In Britain, we have a long and rather unfortunate history of regarding anything to do with sex as being embarrassing.
Indeed, some people would argue that particular word shouldn’t even be used on family websites, preferring to hide beyond coy terms like “intimacy” or “adult matters”.
Over the centuries, we’ve hidden this national embarrassment behind Victorian table-leg covers, nudge-nudge comedy and fig-leaf artworks.
And our censorious attitude to anything of an adult nature was perhaps best demonstrated by Channel 4’s red triangle, which was used to indicate adult TV content in the mid-80s.
Despite almost three decades of the internet, we still have a titter-ye-not attitude to adult content online.
Sadly, this prudishness overshadowed an important debate earlier this year, about the possible introduction of internet age verification.
Act your age
For some time, the UK Government has been agitating for the introduction of age verification filters among ISPs.
The Digital Economy Act 2017 proposed that pornographic or other adult-oriented sites would automatically be blocked by every ISP serving customers in the United Kingdom.
Content would remain blocked unless users proved their age, to demonstrate they weren’t impressionable youngsters or vulnerable teenagers.
First mooted in 2015, internet age verification was scheduled to come into law last year, before suffering a series of unexpected delays.
In June of this year, it was postposed again til December, because the UK Government hadn’t informed the EU about its plans.
And now the proposals have been dropped altogether, as confirmed earlier this month by Nicky Morgan, Secretary of State for Digital, Culture, Media and Sport.
Age verification will no longer form part of the Digital Economy Act.
What’s the problem?
On one hand, it’s shockingly easy for children to stumble across adult content online.
On sites like Twitter and Reddit, it’s only a hashtag search away.
On the other hand, campaigners argued that censoring selected content represented the thin end of a wedge where regulators and Government might ban or block more and more content.
There were also concerns that people registering to view adult content might have their details leaked to the public, either maliciously or accidentally.
Plus, a blanket ban could have meant social media sites were off-limits to teenagers.
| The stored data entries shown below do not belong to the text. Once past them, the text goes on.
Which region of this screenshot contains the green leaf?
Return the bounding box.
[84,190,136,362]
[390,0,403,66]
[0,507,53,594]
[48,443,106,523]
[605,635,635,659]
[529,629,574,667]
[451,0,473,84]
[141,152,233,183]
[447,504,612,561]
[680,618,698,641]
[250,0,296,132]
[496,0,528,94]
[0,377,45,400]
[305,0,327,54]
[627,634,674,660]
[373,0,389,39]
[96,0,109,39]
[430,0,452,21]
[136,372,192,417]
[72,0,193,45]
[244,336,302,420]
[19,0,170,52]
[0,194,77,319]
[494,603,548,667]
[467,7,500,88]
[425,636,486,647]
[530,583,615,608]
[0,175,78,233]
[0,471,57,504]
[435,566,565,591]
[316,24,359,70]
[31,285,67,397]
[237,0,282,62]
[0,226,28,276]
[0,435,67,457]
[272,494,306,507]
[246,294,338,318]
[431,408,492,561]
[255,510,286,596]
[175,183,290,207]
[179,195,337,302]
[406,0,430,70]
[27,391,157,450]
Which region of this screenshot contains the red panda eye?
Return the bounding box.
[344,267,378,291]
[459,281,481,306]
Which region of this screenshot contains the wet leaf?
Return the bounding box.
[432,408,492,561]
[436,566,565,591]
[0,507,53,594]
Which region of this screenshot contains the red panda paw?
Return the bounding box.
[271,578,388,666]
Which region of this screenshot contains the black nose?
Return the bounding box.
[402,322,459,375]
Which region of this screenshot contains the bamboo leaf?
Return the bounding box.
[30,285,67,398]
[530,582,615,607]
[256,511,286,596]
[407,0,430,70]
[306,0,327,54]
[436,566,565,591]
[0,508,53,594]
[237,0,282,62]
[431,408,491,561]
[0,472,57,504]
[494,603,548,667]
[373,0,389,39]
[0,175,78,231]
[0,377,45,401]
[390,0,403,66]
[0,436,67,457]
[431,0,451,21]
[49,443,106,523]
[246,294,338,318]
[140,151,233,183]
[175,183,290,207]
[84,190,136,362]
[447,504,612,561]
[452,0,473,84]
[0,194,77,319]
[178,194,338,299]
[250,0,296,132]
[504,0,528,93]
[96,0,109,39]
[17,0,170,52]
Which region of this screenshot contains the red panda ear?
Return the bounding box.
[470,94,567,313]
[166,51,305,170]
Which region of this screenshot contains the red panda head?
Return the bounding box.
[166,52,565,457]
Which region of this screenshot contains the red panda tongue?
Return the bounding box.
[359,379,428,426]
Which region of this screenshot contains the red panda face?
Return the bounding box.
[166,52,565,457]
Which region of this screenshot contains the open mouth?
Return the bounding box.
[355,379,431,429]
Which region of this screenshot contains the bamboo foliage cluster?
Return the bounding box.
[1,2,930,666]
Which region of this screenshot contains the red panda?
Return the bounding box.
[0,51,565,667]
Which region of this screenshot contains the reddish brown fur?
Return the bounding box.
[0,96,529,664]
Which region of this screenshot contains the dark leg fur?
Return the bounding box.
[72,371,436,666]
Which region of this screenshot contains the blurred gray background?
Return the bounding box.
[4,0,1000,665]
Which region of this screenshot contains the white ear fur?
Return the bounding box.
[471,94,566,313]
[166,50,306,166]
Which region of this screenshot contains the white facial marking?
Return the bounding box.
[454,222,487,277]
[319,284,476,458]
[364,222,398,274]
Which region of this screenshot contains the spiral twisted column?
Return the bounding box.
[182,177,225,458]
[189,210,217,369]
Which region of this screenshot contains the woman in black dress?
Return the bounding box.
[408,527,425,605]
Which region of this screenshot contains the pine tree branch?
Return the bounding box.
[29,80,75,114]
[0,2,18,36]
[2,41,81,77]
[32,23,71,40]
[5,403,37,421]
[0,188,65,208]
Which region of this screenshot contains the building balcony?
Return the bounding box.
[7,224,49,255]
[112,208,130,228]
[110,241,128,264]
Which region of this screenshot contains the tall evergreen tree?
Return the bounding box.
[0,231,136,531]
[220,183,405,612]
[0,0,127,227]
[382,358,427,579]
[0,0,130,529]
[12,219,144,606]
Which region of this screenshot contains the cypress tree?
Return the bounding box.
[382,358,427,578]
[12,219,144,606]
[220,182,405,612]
You can set up a Facebook account at 13, but you’d have had to be 18 to actually view it.
To avoid fines or criticism, ISPs may have become overly censorious, in an attempt to ensure their filters blocked every site containing potentially troublesome content.
This could have significantly impacted on many sites over and above the primary target of free-to-view porn streaming platforms.
Nobody has suggested children having easy access to adult content online is a good thing.
However, the Government’s proposed solution did resemble a rather blunt instrument.
In particular, their proposal that sites would be exempted if less than a third of their total content was pornographic bordered on the absurd.
There was no clarity around whether that figure of “a third” related to pages, files, total playback time, graphics or any other measure.
Nor was it clear who would monitor this ratio, or how, or even how frequently.
Have the proposals been dropped altogether?
In the statement that withdrew plans for internet age verification, Nicky Morgan committed to delivering it “through our proposed online harms regulatory regime”.
The Online Harms White Paper she referred to was published back in April, claiming to offer a “world-leading package of measures to keep UK [internet] users safe online”.
Like the Digital Economy Act, it proposes making ISPs and individual businesses more accountable for the safety of users – and children in particular.
An independent regulator will be created to tackle and penalise illegal activity, or anything which is deemed to be “harmful but not necessarily illegal”.
Where that line is drawn, and by whom, will doubtlessly become the subject of considerable disagreement.
Is consensual (yet extreme) pornography harmful but not illegal? What about journalism on sensitive topics like incest or terrorism? Could images or footage of drug-taking be covered?
Consultation on the Online Harms White Paper ended four months ago, but little has yet emerged about the enforcement powers of the new regulator, or the scope of its remit.
For now, at least, we are safe to browse whichever websites we wish – and without a red triangle in sight.